Gift Trap
- Box cover of Gift Trap
- Players: 3-8
- Setup time: Approx. 5 minutes
- Playing time: 45-75 minutes
- Chance: Low
- Age range: 8 years and up
- Skills: Empathy, Intuition, Honesty, Memory, Social Intelligence & Emotional Intelligence

= Gift Trap =

Party board game

Gift Trap is a 2006 indie party board game, invented by Nick Kellet (based on an idea inspired by his eldest daughter in 2004). Gift Trap is billed as "The hilarious gift-exchange party game". Gift Trap relies on the players' personal knowledge of each other, requiring the matching of the right gift to the right person.

==Gameplay==

Game tokens

Cards are dealt to the table depicting different gift items.

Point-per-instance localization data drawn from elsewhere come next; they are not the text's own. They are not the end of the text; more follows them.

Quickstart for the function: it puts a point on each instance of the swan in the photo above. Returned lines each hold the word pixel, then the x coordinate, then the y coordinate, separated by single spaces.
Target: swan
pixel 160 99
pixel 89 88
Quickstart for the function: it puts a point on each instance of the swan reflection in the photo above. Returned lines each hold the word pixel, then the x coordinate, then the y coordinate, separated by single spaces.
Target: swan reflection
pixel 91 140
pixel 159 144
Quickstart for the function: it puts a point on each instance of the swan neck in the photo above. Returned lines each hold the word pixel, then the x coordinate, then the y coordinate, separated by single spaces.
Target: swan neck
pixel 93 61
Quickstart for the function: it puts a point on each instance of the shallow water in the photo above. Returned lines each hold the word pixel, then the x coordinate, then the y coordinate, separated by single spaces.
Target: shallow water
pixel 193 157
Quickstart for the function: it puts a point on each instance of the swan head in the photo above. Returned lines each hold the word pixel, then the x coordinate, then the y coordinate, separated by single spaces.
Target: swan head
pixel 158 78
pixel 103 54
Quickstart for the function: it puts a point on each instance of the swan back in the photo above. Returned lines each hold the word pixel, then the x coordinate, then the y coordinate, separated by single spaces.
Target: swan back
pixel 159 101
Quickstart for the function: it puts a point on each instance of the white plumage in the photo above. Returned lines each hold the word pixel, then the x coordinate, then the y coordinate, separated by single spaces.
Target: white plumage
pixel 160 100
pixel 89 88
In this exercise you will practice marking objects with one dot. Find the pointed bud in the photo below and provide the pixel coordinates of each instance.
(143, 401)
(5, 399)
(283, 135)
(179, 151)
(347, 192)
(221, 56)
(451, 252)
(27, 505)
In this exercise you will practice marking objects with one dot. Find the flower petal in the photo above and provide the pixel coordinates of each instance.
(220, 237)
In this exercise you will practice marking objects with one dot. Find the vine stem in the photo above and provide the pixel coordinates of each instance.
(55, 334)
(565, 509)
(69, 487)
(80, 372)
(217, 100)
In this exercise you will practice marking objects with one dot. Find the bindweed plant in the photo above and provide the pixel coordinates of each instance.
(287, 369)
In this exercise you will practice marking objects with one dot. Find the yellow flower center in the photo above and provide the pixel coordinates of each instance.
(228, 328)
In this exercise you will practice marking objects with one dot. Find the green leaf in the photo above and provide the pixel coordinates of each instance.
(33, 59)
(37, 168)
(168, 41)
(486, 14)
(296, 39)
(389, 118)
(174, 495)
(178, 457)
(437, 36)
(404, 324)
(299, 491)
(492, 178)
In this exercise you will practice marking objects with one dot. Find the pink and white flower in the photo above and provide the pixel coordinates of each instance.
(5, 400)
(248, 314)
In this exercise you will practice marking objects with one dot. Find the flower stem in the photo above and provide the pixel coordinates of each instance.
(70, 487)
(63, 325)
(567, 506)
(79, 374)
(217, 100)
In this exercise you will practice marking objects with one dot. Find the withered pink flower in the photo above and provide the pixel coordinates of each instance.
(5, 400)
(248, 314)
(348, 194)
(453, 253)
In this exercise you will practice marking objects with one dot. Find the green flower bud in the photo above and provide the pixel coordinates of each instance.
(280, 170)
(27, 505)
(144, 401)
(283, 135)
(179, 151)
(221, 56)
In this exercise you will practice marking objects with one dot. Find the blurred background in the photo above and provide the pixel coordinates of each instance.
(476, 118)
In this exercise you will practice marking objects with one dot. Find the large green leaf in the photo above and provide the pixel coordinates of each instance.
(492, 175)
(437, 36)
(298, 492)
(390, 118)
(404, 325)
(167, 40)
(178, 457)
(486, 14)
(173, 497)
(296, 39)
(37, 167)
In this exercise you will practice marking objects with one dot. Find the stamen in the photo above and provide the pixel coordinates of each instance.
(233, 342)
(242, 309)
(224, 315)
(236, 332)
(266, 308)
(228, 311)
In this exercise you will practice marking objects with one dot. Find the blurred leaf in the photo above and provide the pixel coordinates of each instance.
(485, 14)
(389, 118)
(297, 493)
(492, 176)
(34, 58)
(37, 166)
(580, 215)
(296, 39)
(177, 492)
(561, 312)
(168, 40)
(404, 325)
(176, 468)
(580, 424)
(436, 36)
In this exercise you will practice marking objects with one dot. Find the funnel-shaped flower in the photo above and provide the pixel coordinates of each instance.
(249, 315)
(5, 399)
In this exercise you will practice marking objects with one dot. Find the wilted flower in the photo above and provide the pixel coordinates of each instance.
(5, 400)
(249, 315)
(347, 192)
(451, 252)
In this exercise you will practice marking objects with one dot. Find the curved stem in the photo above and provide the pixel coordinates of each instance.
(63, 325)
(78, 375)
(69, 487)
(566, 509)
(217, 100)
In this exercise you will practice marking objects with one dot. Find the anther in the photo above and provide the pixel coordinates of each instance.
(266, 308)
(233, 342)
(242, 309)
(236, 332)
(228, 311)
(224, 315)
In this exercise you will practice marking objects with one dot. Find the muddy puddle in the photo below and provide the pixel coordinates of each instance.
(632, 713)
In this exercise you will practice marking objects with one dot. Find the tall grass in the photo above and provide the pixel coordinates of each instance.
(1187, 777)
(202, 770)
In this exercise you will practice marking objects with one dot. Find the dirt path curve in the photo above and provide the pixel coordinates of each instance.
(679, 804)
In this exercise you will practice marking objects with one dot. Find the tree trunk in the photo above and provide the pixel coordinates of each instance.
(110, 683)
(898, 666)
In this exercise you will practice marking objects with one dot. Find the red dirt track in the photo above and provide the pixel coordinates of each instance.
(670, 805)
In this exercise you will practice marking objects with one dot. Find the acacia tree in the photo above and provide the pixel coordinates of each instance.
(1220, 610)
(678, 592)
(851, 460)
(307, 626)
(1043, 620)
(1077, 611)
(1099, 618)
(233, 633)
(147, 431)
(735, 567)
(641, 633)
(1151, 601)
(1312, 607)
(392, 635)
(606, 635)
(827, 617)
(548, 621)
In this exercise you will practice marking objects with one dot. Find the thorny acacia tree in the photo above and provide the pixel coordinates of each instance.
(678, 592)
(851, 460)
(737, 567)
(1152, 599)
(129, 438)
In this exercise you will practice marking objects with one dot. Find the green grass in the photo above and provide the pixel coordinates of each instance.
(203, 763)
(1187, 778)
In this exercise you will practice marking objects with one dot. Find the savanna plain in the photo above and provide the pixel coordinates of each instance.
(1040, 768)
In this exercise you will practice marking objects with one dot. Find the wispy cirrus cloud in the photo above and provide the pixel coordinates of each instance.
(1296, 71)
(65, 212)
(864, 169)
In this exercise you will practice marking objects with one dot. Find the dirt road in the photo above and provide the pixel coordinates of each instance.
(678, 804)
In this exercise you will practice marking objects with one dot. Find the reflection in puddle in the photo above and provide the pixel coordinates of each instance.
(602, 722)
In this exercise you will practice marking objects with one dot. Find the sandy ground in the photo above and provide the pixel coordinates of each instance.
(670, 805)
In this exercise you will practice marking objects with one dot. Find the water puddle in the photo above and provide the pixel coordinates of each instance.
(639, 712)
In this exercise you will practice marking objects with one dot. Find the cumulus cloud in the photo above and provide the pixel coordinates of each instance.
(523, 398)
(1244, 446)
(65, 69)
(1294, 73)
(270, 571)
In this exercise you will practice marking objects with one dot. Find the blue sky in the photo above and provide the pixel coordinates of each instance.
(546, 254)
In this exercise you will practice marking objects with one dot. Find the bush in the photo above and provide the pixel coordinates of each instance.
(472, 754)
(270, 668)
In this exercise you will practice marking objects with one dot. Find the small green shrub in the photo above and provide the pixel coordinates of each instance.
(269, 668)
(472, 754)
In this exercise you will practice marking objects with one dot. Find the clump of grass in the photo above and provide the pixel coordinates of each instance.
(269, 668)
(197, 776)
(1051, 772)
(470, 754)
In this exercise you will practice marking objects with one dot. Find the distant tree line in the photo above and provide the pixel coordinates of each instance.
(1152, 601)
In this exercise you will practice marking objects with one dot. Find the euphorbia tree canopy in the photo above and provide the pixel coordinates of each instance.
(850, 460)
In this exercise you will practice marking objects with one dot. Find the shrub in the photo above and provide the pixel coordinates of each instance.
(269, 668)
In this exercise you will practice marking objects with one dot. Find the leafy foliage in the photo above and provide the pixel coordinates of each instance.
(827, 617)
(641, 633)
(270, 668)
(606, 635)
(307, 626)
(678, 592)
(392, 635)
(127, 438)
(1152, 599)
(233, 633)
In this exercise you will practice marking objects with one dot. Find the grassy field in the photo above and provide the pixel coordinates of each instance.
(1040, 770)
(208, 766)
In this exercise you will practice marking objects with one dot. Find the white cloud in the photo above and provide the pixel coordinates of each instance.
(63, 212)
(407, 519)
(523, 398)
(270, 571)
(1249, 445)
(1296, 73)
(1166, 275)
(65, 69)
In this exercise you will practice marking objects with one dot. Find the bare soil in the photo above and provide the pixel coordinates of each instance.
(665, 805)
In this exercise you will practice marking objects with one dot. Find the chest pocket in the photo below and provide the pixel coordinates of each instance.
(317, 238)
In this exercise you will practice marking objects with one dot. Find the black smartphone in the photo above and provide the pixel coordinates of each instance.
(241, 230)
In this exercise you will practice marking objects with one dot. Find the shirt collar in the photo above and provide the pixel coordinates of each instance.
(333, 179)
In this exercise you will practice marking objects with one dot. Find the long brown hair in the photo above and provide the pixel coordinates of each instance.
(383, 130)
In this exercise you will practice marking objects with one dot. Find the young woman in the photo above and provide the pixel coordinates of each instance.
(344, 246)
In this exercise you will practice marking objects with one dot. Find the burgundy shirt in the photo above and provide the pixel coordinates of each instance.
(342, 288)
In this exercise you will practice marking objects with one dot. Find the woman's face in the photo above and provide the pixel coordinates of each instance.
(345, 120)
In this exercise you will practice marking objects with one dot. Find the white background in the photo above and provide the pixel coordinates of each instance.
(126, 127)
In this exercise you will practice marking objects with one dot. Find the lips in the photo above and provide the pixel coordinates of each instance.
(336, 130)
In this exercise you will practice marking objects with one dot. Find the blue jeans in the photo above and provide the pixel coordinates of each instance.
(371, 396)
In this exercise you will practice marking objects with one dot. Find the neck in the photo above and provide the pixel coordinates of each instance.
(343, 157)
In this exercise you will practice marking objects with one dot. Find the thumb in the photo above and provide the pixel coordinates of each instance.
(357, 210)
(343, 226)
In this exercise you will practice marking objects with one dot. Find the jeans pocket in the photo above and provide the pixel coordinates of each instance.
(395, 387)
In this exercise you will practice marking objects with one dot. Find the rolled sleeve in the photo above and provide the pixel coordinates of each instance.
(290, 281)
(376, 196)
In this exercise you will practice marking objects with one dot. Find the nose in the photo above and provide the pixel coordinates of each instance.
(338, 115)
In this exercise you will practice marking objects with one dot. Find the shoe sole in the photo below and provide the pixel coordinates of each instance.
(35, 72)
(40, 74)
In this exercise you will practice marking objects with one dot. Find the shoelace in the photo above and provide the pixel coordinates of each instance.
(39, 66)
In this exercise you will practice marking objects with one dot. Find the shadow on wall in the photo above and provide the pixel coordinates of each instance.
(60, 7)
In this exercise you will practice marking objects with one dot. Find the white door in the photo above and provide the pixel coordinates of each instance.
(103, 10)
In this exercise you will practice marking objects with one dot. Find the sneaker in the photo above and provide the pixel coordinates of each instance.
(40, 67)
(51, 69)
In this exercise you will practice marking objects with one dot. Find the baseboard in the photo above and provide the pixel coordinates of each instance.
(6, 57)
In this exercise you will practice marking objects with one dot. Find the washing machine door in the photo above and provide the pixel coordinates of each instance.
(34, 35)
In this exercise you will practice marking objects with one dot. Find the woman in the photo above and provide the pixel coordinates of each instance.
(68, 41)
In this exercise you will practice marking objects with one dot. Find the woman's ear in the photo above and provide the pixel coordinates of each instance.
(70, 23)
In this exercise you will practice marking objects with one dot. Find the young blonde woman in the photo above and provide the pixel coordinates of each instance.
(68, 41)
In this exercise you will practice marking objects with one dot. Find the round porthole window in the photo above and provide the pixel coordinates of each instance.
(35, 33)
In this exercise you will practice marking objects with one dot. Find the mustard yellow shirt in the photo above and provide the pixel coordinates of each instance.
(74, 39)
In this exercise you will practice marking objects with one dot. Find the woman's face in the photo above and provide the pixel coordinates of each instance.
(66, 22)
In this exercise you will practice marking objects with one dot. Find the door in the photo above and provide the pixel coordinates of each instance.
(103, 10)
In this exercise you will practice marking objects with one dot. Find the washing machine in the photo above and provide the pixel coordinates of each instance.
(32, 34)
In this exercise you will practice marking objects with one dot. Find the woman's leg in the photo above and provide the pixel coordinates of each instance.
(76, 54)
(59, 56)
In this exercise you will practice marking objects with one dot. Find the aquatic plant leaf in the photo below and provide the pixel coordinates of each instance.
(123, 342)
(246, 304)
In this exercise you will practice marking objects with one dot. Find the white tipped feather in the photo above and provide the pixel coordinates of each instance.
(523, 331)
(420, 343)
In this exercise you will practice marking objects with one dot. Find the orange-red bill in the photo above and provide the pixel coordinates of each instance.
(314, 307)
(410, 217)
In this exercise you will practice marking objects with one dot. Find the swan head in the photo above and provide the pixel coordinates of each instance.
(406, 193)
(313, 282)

Players use face-down tokens to mark the gifts they would give to each of the other players, and which gifts they would like to receive themselves. Tokens are then revealed, and players score according to the correlation of gifting and reception tokens.

==Development==
Madhouse Creative created the packaging and brand identity for the game. Images used for the gift cards in the game were licensed using a Creative Commons Attribution license; Crowdsourcing was used to collect images for use in the game via both a photo contest and through the use of online websites such as Flickr.com. Winners received a free copy of the game along with having their names included in the game.

Gift Trap donated one copy to the charity Right To Play for every ten copies sold from the first production run of 10,000 games.

==Reception==
Gift Trap It won a Major Fun Party Award from Bernie DeKoven in September 2006, and was featured on CBC Venture's show Dreamers & Schemers in December 2006. Reviews by Tom Vasel, Bruno Faidutti, Scott Nicholson and Greg Schloesser helped create early awareness for Gift Trap in the run up to its first holiday season.

In 2007 Gift Trap won Party Game of the Year in France by Bruno Faidutti and Best New Party Game 2008 and placed in the Games 100 by Games magazine in the USA. In 2009 Gift Trap won the Spiel Des Jahres: Special award: Party Game.

Gift Trap has been translated into eight languages. In 2010 the game entered its sixth production run and added Chinese, Russian, Greek and Japanese editions.